Galina was accepted into the all-female 122nd Composite Air Group, along with hundreds of other women. She immediately had her head shaved. She was given men’s military boots and a man’s jacket several sizes too large for her. The women were transported east to Samara, on the banks of the Volga, where they lived in primitive conditions, at temperatures of minus 30 degrees. Galina’s billet was a stable full of frozen horse manure. Undeterred, she found shovels and crowbars and organised a work party to get rid of the filth and make their surroundings liveable. By 1943, so many Soviet pilots were being killed, that a few women began to be trained on the Petlyakov Pe-2 twin-engine dive bomber, the pride of the Soviet Air Force. Galina was one of just nine women selected. The Pe-2 was designed for a crew of three, but severe shortages of trained personnel meant that two crewmembers was the norm. Although Galina was trained as a navigator, she had to multitask as the radio operator as well as the bombardier, which could prove dangerous whilst attacking enemy forces. An added problem was that their aviation maps were practically useless since the invading Nazis had razed villages and forests across the captured territories.

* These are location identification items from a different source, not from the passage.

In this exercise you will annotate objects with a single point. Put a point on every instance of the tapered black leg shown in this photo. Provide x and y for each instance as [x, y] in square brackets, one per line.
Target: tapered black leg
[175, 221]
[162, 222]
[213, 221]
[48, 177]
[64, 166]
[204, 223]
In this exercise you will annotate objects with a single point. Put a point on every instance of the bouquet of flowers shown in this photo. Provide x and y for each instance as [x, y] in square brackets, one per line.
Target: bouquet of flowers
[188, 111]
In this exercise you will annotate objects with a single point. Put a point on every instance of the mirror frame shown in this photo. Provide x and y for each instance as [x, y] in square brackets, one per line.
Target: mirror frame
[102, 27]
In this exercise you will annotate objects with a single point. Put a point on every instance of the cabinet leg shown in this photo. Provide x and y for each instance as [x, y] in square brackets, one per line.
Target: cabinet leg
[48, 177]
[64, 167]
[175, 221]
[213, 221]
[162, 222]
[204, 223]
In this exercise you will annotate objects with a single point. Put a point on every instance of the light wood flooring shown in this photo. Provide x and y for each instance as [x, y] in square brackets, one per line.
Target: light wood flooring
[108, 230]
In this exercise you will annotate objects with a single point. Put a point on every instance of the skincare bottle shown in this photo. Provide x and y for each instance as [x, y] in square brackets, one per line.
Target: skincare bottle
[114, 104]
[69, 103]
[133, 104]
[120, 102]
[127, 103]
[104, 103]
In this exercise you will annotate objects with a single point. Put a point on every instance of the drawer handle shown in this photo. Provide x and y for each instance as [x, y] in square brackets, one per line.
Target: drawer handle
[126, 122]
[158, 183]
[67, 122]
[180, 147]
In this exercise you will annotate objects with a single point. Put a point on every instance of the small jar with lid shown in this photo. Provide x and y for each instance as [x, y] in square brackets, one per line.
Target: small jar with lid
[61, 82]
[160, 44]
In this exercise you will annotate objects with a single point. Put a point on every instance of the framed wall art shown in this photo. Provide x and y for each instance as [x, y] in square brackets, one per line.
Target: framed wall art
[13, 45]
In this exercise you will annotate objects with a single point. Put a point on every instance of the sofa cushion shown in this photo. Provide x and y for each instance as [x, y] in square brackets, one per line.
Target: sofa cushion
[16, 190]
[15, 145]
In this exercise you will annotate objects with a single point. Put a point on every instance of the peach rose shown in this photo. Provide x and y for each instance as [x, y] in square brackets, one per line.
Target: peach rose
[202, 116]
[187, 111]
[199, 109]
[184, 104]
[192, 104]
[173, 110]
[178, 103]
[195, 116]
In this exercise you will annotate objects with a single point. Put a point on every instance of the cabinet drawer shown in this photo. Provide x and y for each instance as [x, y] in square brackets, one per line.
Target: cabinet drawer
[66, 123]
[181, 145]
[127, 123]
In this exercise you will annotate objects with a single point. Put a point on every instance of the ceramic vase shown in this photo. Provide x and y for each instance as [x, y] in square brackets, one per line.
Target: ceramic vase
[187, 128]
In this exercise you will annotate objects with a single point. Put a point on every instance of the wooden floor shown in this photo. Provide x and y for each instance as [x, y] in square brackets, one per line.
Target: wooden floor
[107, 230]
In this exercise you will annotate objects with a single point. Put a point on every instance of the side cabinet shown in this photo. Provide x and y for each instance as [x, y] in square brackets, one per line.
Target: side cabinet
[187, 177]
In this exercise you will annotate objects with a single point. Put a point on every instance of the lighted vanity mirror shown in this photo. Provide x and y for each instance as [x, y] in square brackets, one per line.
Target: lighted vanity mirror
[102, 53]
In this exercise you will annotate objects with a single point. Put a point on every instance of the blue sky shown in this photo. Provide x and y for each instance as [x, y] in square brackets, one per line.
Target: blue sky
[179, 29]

On June 23, 1944, Galina Brok-Beltsova flew her first combat mission as navigator in the Belarusian campaign. The pilot was Antonia Bondareva-Spitsina. By then, the 587th Bomber Regiment had been renamed the 125th Guards Bomber Aviation Regiment. In all the pair flew 36 combat missions starting with Operation Bagration. On one occasion the two women smelled petrol in the cockpit. Just as Antonia bent down to examine a hole in a fuel tank, a German shell shot through the plane, right where her head had been. The shell barely missed Galina too. Another time, their engine cut out. A couple of German fighters harried them aggressively, “With terrible smiles on their faces.” However, the German pilots were gallant enough to let them get away safely. Galina’s final mission was the bombing of Konisberg (present-day Kalingrad), which the Germans surrendered on April 9, 1945, with the city in ruins.
Galina was demobilised from the Soviet Air Force, when she was just twenty. She had been awarded six state honours and 18 medals. In a later interview she said, “I was young. We were sent to the military, and we went to funeral after funeral. We were jumping from our planes.” She added, “We were burning. Women died.” She married Georgy Beltsov, a fellow air force officer, who had been courting her for years. She was able to go to university as she had intended. She eventually fulfilled her dream by acquiring a PhD in History in 1960, and taught at several universities thereafter.
Galina Brok-Beltsova died on August 15, 2024, aged 99. Her death marked the end of an era, because she was the last member of Marina Raskova’s force to pass away. Indeed these three all-female air regiments were decades ahead of their time, considering that the US Air Force only allowed women to fly in combat missions in 1993, and the Royal Air Force in 1994. The Indian Air Force began inducting women into combat roles in 2015, and made the system permanent in 2022.